Selon les quelques informations distillées dans la presse italienne, une dizaine de magistrats siégeant à Rome prendront ces décisions en visio-conférence avec l’Albanie.

Les deux centres seront gérés par l’Italie sur le territoire d’un pays qui ne fait pas partie de l’Union européenne (UE), mais qui y aspire. Leur coût est estimé entre 650 et 750 millions d’euros sur cinq ans.

Jusqu’à 36 000 migrants pris en charge chaque année en Albanie
Les dépenses pour la construction des deux camps et des infrastructures nécessaires pour leur fonctionnement, la sécurité ainsi que la prise en charge médicale des demandeurs d’asile, seront couvertes à 100% par la partie italienne, selon Tirana.

Les autorités italiennes seront aussi chargées du maintien de l’ordre dans les centres, la police albanaise en étant responsable à l’extérieur et lors du « transport des migrants d’une zone à une autre ».

L’Albanie s’est engagée à prendre en charge jusqu’à 3 000 personnes à pleine capacité dans ces structures.

La Première ministre italienne d’extrême droite, Giorgia Meloni, à l’origine de cet accord avait indiqué en février que 36 000 migrants par an pourraient passer par les camps albanais, mais que la réalisation de cet objectif dépendait de la rapidité avec laquelle l’Italie pourrait traiter les demandes d’asile.

Ce partenariat entre l’Italie et l’Albanie a été vivement critiqué par l’opposition italienne et plusieurs ONG qui fustigent un traitement inhumain des migrants et dénoncent un accord « illégal » au regard du droit international.

Ces centres « ne devraient pas exister. Emmener des personnes dans des centres fermés en dehors du territoire de l’Union européenne met en péril le droit fondamental de demander l’asile, en détenant de fait des personnes qui essayent de trouver un refuge et une protection », a mis en garde Flaminia Delle Cese, de l’International Rescue Committee en Italie.

Les centres vus comme une chance en Albanie
Mais en Albanie, ces centres font le bonheur des habitants. De 7 000 habitants il y a quelques années, le village de Gjader s’est vidé. Il ne reste aujourd’hui que 2 000 personnes qui vivent de l’agriculture, d’un peu de commerce et de l’argent envoyé par l’importante diaspora albanaise. L’arrivée de ce camp est « une chance » pour le village, martèle Aleksander Preka, 65 ans, le chef du village.

Le Premier ministre albanais, Edi Rama, et la Première ministre italienne, Giorgia Meloni, lors de la signature de l'accord entre les deux pays, le 6 novembre 2023. Crédit : Ansa

« Les ouvriers albanais et italiens achètent dans nos magasins, louent nos maisons », explique ce père de deux enfants dont l’aîné devrait conduire les bus chargés d’amener les migrants de Shëngjin à Gjader.

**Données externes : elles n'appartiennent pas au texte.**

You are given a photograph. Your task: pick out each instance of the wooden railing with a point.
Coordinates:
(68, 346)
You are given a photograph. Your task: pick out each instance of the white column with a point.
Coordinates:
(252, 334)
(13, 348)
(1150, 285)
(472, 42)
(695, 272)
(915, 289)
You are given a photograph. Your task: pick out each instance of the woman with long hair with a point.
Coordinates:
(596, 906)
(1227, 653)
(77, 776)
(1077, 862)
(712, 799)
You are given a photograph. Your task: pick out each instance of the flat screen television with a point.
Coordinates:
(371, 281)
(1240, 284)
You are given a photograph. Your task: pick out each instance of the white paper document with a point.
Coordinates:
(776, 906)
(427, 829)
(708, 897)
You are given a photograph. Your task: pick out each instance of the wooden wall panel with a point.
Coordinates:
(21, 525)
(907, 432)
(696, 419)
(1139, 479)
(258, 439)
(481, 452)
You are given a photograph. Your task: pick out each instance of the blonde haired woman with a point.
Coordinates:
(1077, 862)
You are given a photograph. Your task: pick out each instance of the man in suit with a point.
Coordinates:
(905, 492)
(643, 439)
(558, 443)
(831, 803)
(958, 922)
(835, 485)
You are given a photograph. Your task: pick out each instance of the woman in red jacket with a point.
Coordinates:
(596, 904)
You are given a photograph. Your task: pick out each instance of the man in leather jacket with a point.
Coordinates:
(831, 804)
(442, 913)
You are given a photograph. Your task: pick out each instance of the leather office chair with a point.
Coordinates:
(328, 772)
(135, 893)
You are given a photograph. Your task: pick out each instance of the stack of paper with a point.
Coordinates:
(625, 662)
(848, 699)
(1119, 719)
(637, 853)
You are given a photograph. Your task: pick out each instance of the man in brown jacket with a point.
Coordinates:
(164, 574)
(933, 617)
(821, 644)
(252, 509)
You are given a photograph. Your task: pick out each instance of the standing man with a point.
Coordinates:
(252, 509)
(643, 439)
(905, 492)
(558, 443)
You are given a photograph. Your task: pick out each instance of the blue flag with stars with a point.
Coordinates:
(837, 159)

Dans le village, on s’échange les annonces des emplois créés par le centre : infirmières, femmes de ménage, psychologue… Les salaires proposés flirtent avec les 1 000 euros, le double du revenu minimum en Albanie.

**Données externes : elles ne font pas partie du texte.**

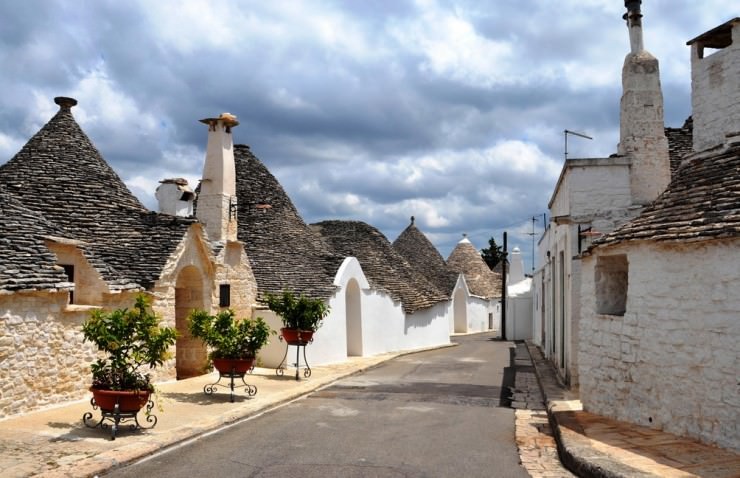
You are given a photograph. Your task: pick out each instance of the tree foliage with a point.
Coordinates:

L’ambassadeur d’Italie, en visite, a même promis de régler les problèmes d’approvisionnement en électricité dont souffre Gjader, explique fièrement le chef du village en empoignant sa vieille bicyclette rouge.

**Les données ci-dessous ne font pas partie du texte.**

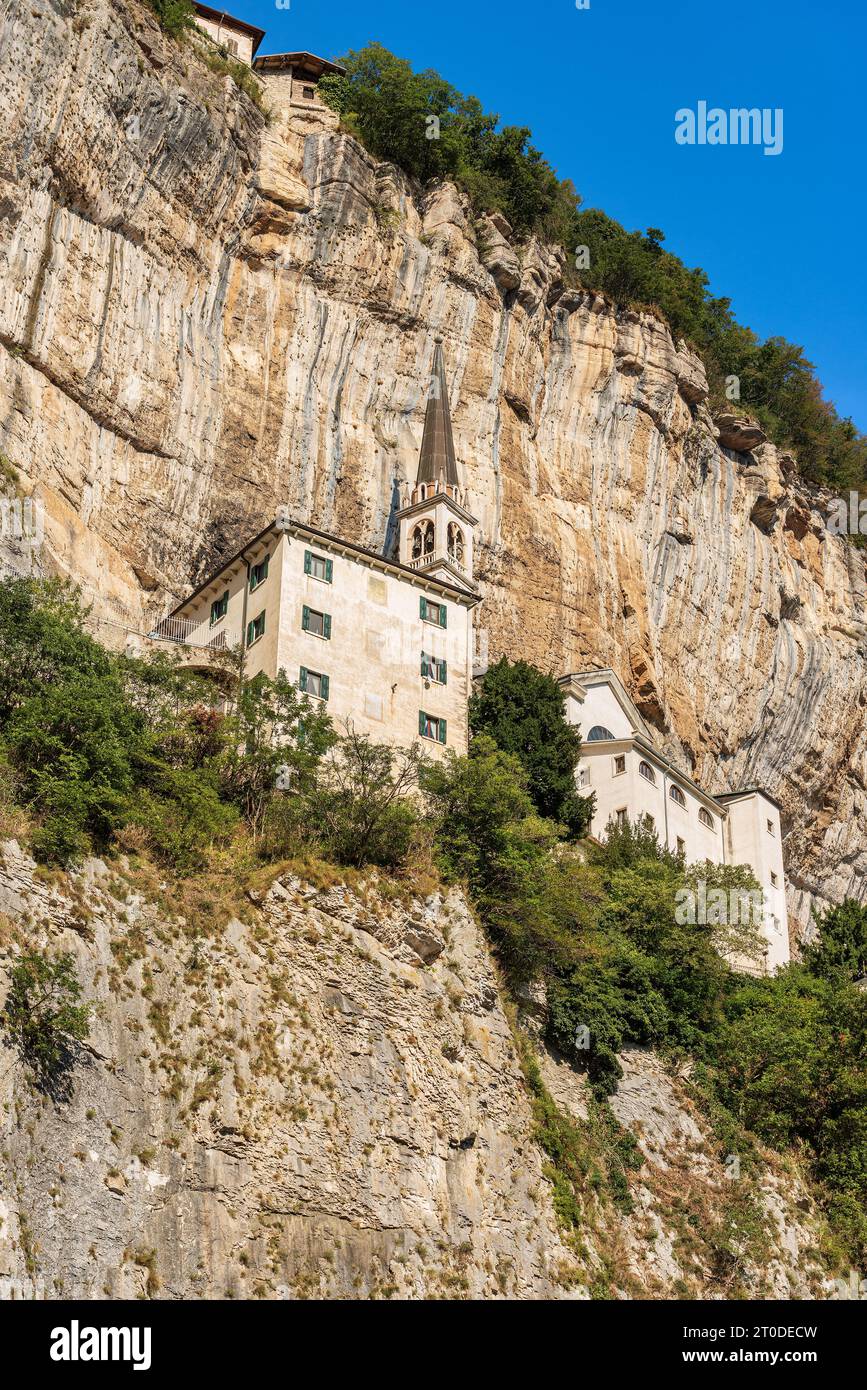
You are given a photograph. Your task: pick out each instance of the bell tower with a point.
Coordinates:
(435, 521)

Alors personne ici n’a peur d’accueillir des migrants. « Depuis 1973 on a eu des Chinois, des Russes… je jure sur la tête de mes enfants que personne ici n’est raciste, ou contre l’arrivée de ces personnes », assure Aleksander Preka.

Les migrants, eux, auront peu de chance de croiser la population, enfermés derrière les hauts murs qui entoureront les préfabriqués une fois terminés.